Annual change (%) of the general and underlying consumer price index (CPI) (Core CPI) 

Source: US Bureau of Labor Statistics

DeepSeek and Its Impact on the Artificial Intelligence Market

DeepSeek is revolutionizing AI with a more efficient and accessible model, generating significant interest. 

The recent announcement of DeepSeek has captured the attention of the technology and financial industries, signaling a potential disruption in the artificial intelligence and semiconductor sectors. This efficiency has fueled its rapid adoption, accelerating downloads of its application. Below, we highlight some key points. 

Key Highlights: 

Unprecedented efficiency: DeepSeek trains models with only $5 million and 2,000 GPUs, compared to the $100 million and 100,000 GPUs required by current industry leaders. 

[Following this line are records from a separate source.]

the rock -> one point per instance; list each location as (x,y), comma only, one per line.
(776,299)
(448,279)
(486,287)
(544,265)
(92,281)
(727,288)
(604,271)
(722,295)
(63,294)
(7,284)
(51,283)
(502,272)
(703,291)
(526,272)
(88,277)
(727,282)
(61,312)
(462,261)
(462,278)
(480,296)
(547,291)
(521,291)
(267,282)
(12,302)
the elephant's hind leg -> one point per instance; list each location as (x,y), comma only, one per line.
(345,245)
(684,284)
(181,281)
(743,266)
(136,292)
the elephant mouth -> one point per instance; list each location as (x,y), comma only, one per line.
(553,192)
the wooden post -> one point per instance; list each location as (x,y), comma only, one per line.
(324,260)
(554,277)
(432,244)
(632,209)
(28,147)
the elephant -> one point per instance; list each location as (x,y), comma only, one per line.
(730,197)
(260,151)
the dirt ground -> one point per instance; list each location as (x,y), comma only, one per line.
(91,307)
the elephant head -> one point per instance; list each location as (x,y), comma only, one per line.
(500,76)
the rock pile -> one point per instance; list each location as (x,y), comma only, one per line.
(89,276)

Market impact: Following the announcement, NVIDIA and other leading players in the industry saw significant stock losses, reflecting a potential shift in market dynamics. 

Challenges ahead: From national security concerns to regulatory risks and cybersecurity threats, DeepSeek’s path is not without obstacles. 

While it is still early to assess its long-term impact, the evolution of DeepSeek raises key questions about the future of hardware and semiconductors in the AI industry.  

We remain attentive to exploring the implications of this breakthrough together.